Federal law is the body of law created by the federal government of a country. A federal government is formed when a country has a central government as well as regional governments, such as subnational states or provinces, each with constitutionally entrenched powers. As a result, two or more levels of governments with constitutional powers exist within an established geographic territory. The body of law of the common central government is the federal law.

Examples of federal governments include those of Australia, Brazil, Canada, Germany, Malaysia, Pakistan, India, Russia, the former Soviet Union and the United States.

== United States ==

The United States Constitution established through the supremacy clause that the United States Constitution and federal law take precedence over state law. These powers include the authority to govern international affairs, interstate commerce, the currency and national defense. After the American Civil War, the Fourteenth Amendment applied the Constitution's Bill of Rights to state governments. Legislation passed by Congress, an executive order of the President, or a decision of federal courts pursuant to the Constitution is federal law.

Through the system of checks and balances, it is the Supreme Court that makes final decisions regarding federal laws regarding specific cases brought before them. McCulloch v. Maryland was a seminal case handed down by the Supreme Court in 1819 that prevented State legislatures from taxing federal institutions. This established the superior relationship that federal laws have with regard to conflicting State laws and was a critical moment for federalism in the United States. Federal laws are codified in the United States Code.

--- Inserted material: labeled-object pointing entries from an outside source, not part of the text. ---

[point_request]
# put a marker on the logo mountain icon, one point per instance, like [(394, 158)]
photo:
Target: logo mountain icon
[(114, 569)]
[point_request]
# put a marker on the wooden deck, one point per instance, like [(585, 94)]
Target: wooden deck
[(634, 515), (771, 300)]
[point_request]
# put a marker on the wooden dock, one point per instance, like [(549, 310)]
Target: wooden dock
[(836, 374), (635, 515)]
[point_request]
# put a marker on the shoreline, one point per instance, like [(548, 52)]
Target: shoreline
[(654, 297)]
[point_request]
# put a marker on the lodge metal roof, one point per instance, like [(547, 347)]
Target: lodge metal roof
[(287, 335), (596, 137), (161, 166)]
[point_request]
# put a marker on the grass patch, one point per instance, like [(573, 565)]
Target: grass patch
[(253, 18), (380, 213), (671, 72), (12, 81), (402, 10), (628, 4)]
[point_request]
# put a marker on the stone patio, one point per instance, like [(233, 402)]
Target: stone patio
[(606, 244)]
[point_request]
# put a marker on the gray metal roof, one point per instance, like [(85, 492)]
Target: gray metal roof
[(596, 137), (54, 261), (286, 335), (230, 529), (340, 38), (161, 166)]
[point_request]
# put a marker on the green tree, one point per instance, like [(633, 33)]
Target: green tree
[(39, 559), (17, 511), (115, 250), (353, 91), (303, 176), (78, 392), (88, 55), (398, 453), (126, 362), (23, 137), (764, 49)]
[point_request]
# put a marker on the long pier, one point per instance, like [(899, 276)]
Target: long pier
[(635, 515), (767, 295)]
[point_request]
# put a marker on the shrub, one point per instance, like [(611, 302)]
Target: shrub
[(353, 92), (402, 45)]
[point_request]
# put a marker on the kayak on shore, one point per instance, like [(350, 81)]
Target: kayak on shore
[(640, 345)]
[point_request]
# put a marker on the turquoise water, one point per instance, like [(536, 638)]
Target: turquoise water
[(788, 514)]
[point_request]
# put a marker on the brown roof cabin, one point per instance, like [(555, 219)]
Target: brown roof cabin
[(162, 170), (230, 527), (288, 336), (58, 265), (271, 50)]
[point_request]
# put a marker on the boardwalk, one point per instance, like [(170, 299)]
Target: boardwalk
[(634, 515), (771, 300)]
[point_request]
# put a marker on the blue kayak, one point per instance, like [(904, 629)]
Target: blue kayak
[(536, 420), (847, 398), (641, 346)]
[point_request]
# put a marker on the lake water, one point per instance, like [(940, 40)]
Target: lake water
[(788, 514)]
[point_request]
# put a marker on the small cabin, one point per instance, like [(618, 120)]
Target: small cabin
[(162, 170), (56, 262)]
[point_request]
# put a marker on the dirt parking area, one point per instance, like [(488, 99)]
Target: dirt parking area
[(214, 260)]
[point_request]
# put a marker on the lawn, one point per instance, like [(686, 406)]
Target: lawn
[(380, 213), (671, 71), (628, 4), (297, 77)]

=== Gravitational Force Theory ===
Professor Scott Dodson proposes a theory that argues that American federal law has some measurable effect on state law and compares this effect to a gravitational force that while not "inexorable", influences state actors to create legislature in accordance with or at least closely aligned with federal legislature. Dodson justifies the existence of this "pull" by arguing that state legislators and courts rarely exercise their constitutional power to deviate from Federal Law despite having the capability. He cited, among other supreme case decisions and legislative acts, the Federal Rules of Civil Procedure as being responsible for ushering, "in a new era of federal procedural uniformity" in 1938.

==== Proposed Case Evidence ====
Dodson points to the 1957 Conley v. Gibson Supreme Court decision as additional contextualization for his argument. This case was brought as a class-action lawsuit by a group of African American rail workers to a Federal District Court in Texas and stating that "their collective bargaining agent be compelled to represent them fairly" in accordance with the Railway Labor Act. The suit was initially dismissed on the basis that the complaint did not follow the previously set federal precedence of requiring a complaint "to state a claim upon which relief could be given". The Supreme Court later held that this decision was a mistake based on their subjective interpretation of the Federal Rules of Procedure. The Court prioritized Rule 8 while glossing over Rule 12 to establish a fairly liberating set of standards for pleading procedures that were then adopted by many state legislatures.